The speech recognition might not work very well with the specialized species names that are often the label names. Maybe we need to put a fuzzy string matching mechanism on top of it to match the recognized speech to the most likely label at hand.
What about using synonyms like colors or numbers, which should be much easier to recognize. Also they are shorter.
Numbers are a good idea for the label favourites which are already associated with the 0-9 keys. Colors might be harder because you probably can't remember the names for more than ten colors very easily, let alone choose exact colors when labels are created.
There is a Tensorflow.js demo that works very well with numbers (even in Firefox without speech recognition API). This looks very promising and does not send data to Google servers.
I think there should also be a very prominent popup of the selected label (by speech) so the user knows if the correct label was selected. The label could pop up at the center of the annotation tool over the image/video and disappear after one or two seconds.
With the Tensorflow.js option, this becomes very viable. My idea:
In the tf.js samples there is a kind of library already for this purpose which seems fairly easy to use and quite okaish in performance. https://github.com/tensorflow/tfjs-models/tree/master/speech-commands However the implementation of the actual selection in Biigle, feedback, buttons etc. still remains.
Yep, this is what the demo linked above uses as well.
The magic SAM tool uses onnxruntime-web. If we implement speech recognition, we should try to use the same libraries.
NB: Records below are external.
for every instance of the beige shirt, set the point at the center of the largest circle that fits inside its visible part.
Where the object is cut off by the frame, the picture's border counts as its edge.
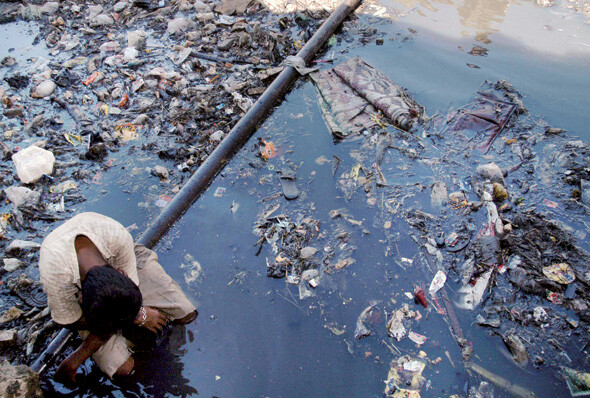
(58, 262)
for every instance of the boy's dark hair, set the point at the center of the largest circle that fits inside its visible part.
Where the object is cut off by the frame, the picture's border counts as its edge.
(110, 300)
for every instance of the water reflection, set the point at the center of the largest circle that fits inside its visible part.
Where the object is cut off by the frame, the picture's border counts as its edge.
(481, 15)
(159, 373)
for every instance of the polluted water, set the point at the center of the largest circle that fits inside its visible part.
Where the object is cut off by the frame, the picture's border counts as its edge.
(436, 247)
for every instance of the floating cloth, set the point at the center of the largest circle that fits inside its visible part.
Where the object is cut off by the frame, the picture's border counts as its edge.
(377, 89)
(352, 93)
(343, 110)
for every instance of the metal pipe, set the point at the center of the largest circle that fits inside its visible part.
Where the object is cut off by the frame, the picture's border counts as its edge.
(52, 350)
(201, 179)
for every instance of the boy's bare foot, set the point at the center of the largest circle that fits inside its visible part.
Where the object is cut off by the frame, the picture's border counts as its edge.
(187, 319)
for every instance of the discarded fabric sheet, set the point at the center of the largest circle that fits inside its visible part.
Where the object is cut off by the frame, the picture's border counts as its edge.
(352, 92)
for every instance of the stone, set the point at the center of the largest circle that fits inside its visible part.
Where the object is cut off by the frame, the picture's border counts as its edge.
(307, 252)
(14, 113)
(185, 6)
(7, 337)
(10, 315)
(309, 274)
(18, 381)
(12, 264)
(217, 136)
(93, 11)
(161, 172)
(180, 25)
(226, 44)
(439, 195)
(49, 8)
(43, 89)
(32, 163)
(199, 6)
(101, 20)
(585, 191)
(110, 46)
(120, 6)
(500, 193)
(19, 245)
(141, 119)
(136, 39)
(205, 16)
(231, 7)
(492, 172)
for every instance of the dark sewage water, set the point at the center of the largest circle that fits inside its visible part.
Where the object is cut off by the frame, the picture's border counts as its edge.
(254, 336)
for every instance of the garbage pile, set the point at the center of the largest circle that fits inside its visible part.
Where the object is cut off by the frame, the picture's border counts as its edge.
(116, 85)
(496, 203)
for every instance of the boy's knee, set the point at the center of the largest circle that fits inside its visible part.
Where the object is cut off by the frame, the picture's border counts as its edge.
(127, 368)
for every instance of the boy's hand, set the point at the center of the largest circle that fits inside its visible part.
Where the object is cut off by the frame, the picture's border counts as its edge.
(154, 319)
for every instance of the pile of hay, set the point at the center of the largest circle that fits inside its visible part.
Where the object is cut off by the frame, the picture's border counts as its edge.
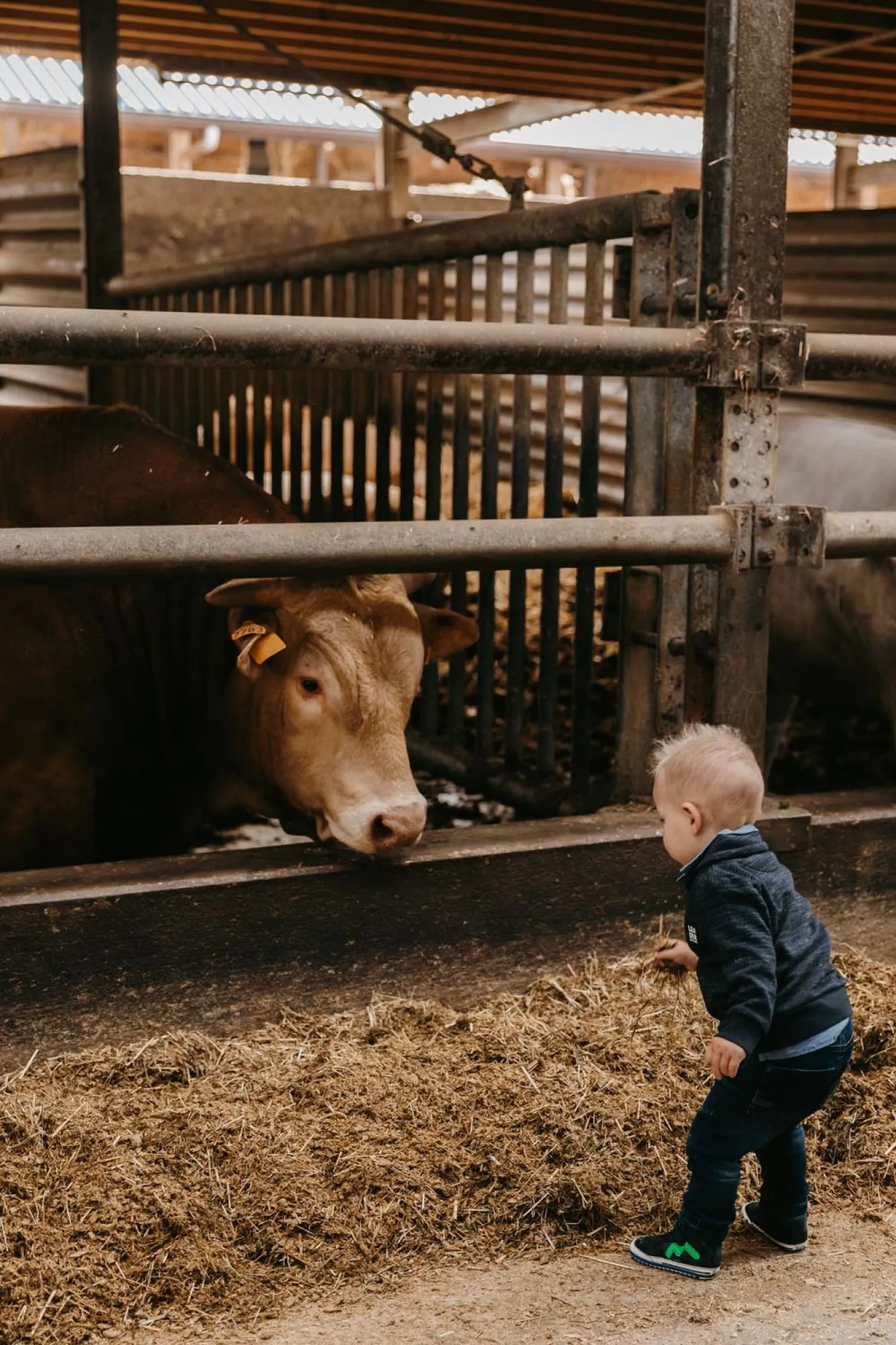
(190, 1179)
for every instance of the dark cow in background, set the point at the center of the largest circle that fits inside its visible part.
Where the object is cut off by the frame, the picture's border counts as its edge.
(138, 712)
(833, 631)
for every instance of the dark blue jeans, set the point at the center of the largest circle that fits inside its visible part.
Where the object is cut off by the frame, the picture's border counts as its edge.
(758, 1113)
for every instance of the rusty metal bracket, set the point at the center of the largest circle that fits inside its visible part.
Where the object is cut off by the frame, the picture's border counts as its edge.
(741, 518)
(755, 356)
(775, 535)
(783, 356)
(788, 535)
(733, 356)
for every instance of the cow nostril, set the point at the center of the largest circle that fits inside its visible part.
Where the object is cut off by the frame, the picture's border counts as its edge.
(381, 831)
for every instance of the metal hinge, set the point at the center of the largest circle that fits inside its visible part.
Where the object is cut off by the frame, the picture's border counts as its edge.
(755, 356)
(776, 535)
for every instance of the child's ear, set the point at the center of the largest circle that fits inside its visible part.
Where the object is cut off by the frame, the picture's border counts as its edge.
(694, 818)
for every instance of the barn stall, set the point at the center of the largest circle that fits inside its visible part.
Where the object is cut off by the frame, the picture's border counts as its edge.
(315, 375)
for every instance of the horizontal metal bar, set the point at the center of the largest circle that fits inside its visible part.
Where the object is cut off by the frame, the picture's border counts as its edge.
(358, 548)
(540, 227)
(860, 535)
(846, 357)
(103, 337)
(408, 547)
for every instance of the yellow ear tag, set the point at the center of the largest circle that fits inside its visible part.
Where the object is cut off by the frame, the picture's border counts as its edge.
(267, 648)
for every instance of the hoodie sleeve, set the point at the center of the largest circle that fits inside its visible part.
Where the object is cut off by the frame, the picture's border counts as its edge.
(736, 929)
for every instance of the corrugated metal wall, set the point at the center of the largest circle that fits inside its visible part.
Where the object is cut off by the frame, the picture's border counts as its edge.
(41, 260)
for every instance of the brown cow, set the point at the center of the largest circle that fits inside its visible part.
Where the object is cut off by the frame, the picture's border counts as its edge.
(134, 714)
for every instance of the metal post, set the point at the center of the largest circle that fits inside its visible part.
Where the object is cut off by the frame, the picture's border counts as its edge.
(101, 161)
(645, 434)
(741, 270)
(678, 466)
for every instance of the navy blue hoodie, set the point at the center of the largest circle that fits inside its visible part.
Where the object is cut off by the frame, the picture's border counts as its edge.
(764, 965)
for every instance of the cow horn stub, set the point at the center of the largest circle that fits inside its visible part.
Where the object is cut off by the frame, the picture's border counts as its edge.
(261, 644)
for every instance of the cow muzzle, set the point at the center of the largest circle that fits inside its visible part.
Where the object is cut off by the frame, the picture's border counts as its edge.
(378, 827)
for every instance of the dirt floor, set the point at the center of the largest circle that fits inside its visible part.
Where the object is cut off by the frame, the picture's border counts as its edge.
(460, 976)
(841, 1291)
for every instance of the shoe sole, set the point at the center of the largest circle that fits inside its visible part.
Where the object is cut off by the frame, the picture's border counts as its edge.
(784, 1247)
(673, 1269)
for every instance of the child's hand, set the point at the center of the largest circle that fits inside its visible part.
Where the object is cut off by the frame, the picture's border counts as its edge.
(677, 956)
(724, 1058)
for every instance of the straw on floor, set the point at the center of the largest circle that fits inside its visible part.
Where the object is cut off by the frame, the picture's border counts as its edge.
(197, 1180)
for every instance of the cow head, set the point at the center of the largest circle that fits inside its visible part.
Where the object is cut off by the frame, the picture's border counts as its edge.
(327, 673)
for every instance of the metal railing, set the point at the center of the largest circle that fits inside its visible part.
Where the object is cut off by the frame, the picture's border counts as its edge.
(439, 397)
(678, 360)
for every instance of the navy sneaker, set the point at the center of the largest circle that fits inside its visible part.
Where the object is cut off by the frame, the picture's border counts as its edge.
(791, 1237)
(681, 1258)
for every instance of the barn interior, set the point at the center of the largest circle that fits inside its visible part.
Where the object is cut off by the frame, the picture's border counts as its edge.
(464, 167)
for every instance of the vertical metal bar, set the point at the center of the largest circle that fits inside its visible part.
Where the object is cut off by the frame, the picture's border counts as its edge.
(744, 186)
(555, 408)
(154, 375)
(588, 490)
(678, 467)
(173, 384)
(489, 509)
(637, 714)
(240, 449)
(460, 504)
(384, 393)
(276, 392)
(520, 471)
(408, 461)
(190, 377)
(298, 384)
(317, 384)
(338, 401)
(101, 163)
(256, 427)
(224, 385)
(435, 435)
(360, 412)
(204, 401)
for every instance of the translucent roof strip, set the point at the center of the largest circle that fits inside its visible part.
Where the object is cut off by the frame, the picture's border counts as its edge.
(50, 83)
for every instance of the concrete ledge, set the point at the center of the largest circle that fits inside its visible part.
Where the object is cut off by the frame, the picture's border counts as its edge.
(139, 923)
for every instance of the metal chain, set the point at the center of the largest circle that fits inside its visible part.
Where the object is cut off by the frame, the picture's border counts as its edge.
(430, 138)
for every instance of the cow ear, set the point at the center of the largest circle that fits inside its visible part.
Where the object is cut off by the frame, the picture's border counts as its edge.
(444, 633)
(416, 582)
(256, 641)
(249, 594)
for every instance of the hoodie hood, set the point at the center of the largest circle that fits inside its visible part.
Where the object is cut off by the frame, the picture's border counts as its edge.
(725, 847)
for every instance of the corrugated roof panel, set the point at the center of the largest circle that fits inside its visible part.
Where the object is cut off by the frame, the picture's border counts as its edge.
(845, 77)
(49, 83)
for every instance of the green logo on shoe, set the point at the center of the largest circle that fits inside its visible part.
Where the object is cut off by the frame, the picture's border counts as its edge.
(680, 1249)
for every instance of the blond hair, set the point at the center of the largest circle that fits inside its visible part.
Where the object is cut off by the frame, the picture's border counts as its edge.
(712, 767)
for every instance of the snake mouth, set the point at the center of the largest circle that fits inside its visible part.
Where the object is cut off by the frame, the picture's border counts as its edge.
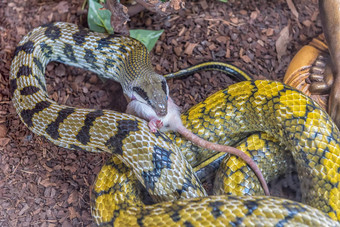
(161, 112)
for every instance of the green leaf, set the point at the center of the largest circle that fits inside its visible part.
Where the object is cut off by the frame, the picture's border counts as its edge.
(99, 18)
(147, 37)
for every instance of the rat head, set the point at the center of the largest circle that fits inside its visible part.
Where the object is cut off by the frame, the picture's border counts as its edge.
(153, 91)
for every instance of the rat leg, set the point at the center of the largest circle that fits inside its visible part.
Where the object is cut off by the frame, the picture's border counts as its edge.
(155, 124)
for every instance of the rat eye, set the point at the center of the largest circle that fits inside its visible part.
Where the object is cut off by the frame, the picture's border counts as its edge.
(141, 93)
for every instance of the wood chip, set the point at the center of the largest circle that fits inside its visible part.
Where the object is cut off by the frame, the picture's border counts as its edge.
(190, 48)
(282, 42)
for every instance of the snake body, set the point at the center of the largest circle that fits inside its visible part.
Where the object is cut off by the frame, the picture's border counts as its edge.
(154, 159)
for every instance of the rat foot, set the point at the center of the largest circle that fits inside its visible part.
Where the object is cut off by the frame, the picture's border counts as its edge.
(155, 124)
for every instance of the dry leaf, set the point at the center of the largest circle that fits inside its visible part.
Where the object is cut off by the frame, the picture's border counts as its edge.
(292, 8)
(282, 42)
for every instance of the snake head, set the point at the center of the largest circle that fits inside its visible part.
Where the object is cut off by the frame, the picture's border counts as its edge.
(152, 91)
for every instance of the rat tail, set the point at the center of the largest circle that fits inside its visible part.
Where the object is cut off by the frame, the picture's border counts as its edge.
(227, 149)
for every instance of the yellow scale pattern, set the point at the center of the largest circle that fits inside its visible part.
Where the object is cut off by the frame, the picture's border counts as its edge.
(160, 164)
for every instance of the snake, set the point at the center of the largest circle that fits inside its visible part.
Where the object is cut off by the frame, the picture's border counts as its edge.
(160, 162)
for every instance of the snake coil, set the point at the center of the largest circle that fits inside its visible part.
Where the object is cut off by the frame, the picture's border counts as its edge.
(157, 162)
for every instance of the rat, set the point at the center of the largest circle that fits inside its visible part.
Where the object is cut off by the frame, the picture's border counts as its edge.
(166, 117)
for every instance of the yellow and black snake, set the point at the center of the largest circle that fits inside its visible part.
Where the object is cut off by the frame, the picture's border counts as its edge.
(160, 162)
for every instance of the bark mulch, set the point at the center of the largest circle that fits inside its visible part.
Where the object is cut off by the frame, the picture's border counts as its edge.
(45, 185)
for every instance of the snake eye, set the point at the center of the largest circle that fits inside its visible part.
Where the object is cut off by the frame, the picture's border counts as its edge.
(165, 87)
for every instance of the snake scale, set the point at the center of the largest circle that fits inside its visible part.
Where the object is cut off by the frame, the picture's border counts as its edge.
(159, 161)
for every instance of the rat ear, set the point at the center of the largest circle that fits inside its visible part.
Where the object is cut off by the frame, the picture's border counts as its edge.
(165, 87)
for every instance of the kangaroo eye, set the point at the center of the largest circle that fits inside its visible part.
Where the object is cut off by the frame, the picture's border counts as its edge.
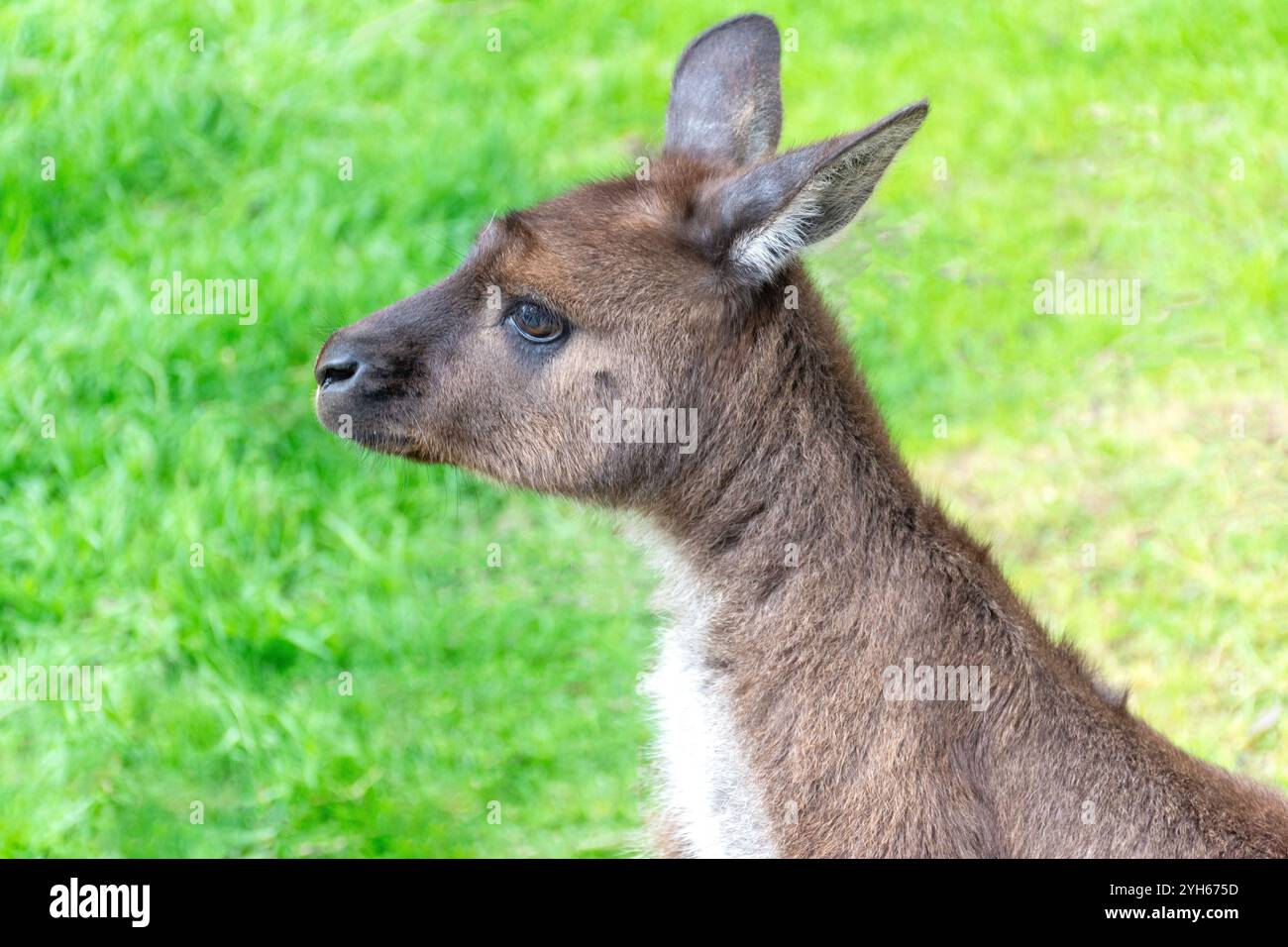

During a live video stream (#7) it might be useful to quickly select labels via speech recognition. There is the Web Speech API but unfortunately it doesn't seem to be usable quite yet. This blog post describes the situation in greater detail. I wasn't able to bring the speech recognition demo to work in either Chromium or Firefox. Maybe this situation will improve during MI2 and we are able to eventually implement this feature.